Enfin, sa stratégie de « la chute de l’Okoumé », pratiquée avec la complicité d’une presse aux ordres passe plutôt mal dans l’opinion. A savoir, celle tentant sans vergogne de laisser croire que des entreprises pétrolières attachées à la transparence financière, et qui versent directement leurs partis contractuelles mensuelles et les bonus pétroliers dans un Compte dédie du Trésor public domicilié à la BEEAC, auraient fait des dons à la DGH en 2021. Pathétique !

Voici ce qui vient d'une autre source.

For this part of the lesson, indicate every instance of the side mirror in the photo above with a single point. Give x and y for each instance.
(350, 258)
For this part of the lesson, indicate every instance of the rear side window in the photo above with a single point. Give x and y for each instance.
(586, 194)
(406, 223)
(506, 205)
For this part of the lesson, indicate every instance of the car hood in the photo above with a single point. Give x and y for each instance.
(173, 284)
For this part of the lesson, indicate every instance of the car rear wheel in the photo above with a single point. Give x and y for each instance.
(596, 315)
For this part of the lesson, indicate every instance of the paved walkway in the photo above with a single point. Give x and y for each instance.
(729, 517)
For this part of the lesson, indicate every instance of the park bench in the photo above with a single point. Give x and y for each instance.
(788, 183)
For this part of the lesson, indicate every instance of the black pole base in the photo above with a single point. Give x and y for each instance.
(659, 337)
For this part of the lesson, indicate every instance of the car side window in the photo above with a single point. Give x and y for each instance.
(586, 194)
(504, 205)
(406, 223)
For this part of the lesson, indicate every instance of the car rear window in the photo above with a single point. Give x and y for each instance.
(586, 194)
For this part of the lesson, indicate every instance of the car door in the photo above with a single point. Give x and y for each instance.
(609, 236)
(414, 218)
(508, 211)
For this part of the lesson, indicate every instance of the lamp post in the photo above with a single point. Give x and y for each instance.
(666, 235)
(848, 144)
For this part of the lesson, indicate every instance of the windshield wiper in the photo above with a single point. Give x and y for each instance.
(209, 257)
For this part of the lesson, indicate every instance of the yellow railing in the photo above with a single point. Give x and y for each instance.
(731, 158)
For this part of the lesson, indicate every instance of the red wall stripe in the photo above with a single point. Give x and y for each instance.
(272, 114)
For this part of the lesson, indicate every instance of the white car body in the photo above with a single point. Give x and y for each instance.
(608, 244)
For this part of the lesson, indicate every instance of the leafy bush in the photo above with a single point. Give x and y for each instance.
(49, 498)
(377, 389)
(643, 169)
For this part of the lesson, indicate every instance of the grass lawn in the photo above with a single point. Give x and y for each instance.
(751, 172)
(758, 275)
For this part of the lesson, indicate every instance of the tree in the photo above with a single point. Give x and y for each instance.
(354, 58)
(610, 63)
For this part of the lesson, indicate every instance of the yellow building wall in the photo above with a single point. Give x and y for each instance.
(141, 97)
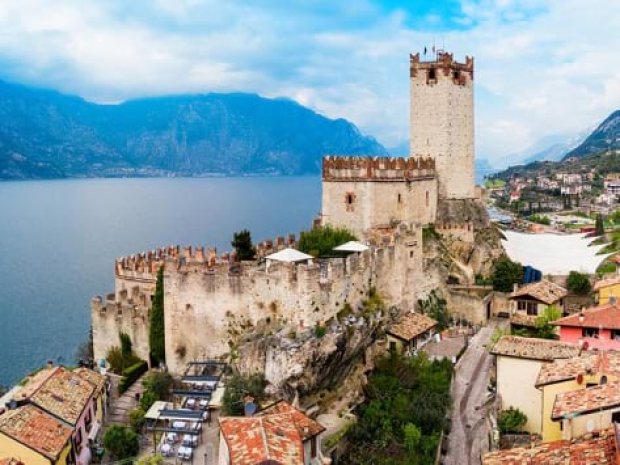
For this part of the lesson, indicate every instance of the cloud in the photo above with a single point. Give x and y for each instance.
(542, 67)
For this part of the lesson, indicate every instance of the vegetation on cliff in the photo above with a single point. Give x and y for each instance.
(156, 331)
(405, 410)
(242, 243)
(321, 241)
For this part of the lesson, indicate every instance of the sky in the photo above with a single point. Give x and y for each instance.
(542, 68)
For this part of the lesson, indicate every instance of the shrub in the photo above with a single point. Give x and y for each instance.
(511, 421)
(121, 441)
(578, 283)
(131, 374)
(321, 241)
(136, 419)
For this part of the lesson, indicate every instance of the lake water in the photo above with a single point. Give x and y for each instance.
(59, 239)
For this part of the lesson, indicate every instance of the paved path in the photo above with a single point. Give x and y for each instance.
(469, 436)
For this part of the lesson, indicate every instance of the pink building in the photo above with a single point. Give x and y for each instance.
(598, 326)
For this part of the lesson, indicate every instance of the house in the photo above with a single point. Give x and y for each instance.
(586, 410)
(589, 450)
(410, 333)
(34, 437)
(531, 300)
(562, 376)
(518, 361)
(278, 434)
(68, 397)
(607, 289)
(598, 326)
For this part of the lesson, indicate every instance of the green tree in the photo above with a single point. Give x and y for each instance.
(238, 387)
(511, 420)
(242, 243)
(544, 328)
(506, 274)
(156, 331)
(599, 225)
(579, 283)
(321, 241)
(121, 441)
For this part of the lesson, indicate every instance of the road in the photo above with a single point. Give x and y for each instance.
(469, 436)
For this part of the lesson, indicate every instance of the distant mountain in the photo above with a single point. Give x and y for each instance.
(45, 134)
(605, 137)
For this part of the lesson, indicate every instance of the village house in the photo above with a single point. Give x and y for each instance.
(279, 433)
(410, 333)
(531, 300)
(607, 289)
(589, 450)
(33, 437)
(587, 370)
(518, 361)
(70, 398)
(598, 326)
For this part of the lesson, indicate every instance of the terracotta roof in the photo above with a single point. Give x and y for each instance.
(545, 291)
(606, 282)
(63, 394)
(604, 316)
(600, 450)
(252, 440)
(582, 401)
(534, 348)
(306, 426)
(94, 378)
(36, 429)
(523, 319)
(411, 325)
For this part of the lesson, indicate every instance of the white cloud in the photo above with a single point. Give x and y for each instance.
(542, 67)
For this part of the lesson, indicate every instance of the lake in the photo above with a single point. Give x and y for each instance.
(59, 239)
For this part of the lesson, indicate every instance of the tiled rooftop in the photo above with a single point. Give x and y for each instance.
(63, 394)
(94, 378)
(534, 348)
(604, 316)
(36, 429)
(305, 425)
(582, 401)
(599, 450)
(544, 291)
(411, 325)
(588, 362)
(253, 440)
(606, 282)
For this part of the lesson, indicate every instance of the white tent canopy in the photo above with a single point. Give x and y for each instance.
(289, 256)
(556, 254)
(352, 246)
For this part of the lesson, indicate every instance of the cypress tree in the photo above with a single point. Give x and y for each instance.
(156, 332)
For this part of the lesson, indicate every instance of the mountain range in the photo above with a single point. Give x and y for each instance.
(45, 134)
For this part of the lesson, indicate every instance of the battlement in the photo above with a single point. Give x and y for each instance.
(377, 169)
(458, 72)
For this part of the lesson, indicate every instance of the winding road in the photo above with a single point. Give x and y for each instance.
(469, 436)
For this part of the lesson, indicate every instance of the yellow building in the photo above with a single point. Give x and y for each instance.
(518, 361)
(410, 333)
(607, 288)
(33, 437)
(568, 394)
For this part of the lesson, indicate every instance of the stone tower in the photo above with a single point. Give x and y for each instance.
(442, 121)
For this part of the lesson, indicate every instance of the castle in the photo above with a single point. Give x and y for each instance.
(211, 300)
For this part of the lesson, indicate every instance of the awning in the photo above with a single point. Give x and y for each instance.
(352, 246)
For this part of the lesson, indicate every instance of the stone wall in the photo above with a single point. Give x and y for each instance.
(442, 121)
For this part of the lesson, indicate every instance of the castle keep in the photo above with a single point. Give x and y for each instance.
(211, 300)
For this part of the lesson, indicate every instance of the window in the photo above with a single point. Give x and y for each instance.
(589, 332)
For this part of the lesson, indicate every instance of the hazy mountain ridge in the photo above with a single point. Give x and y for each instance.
(44, 134)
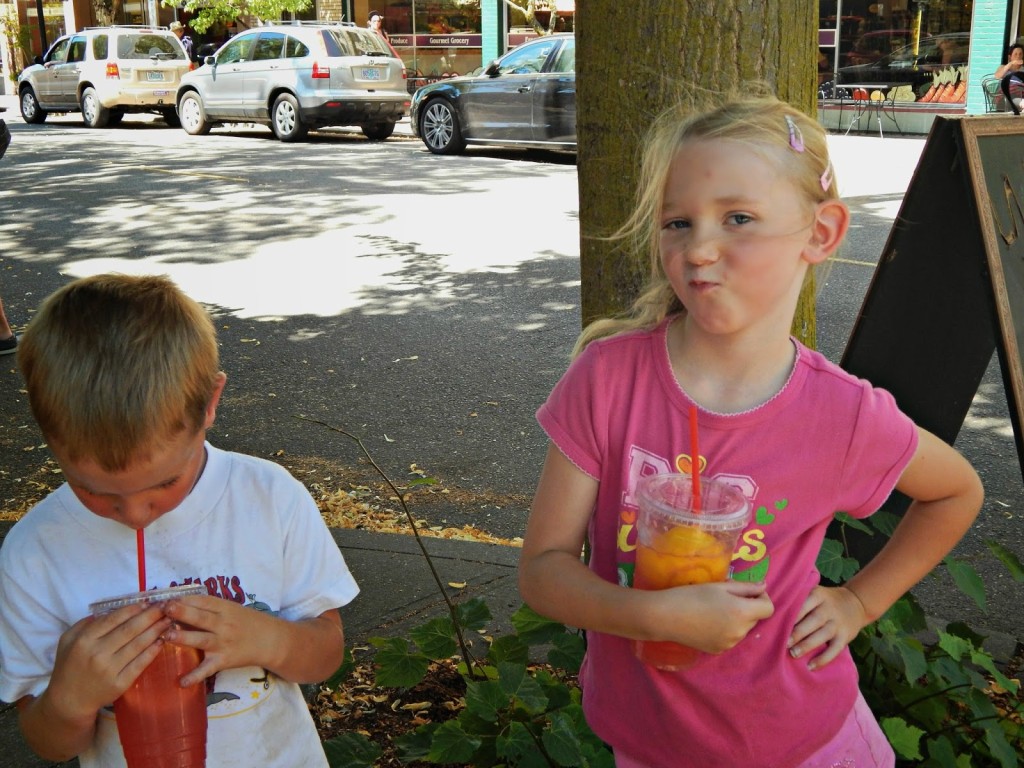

Seul, l’homme doit répondre de ses actes cupides devant la Justice.
Au final, tel est le contexte global dans lequel Marcel Abéké, personnalité crédible et réputée pour son jugement rigoureux effectue une entrée significative au gouvernement.
Pour autant, cet Ingrédient en Mines, pur produit de l’Ecole polytechnique de Montréal et de l’Institut de contrôle de gestion de Paris, Option Management, longtemps à la tête de la filière franco-gabonaise du Manganèse, n’est point un noviciat du landerneau politique gabonais. Jadis, Conseiller Spécial du président Omar Bongo Ondimba (1993), il fut Maire – PDG de Léconi, dans le Sud-est.
Un potentiel technique et politique unique pour rétablir un dialogue confiant en interne et avec les opérateurs économiques du secteur pétrolier.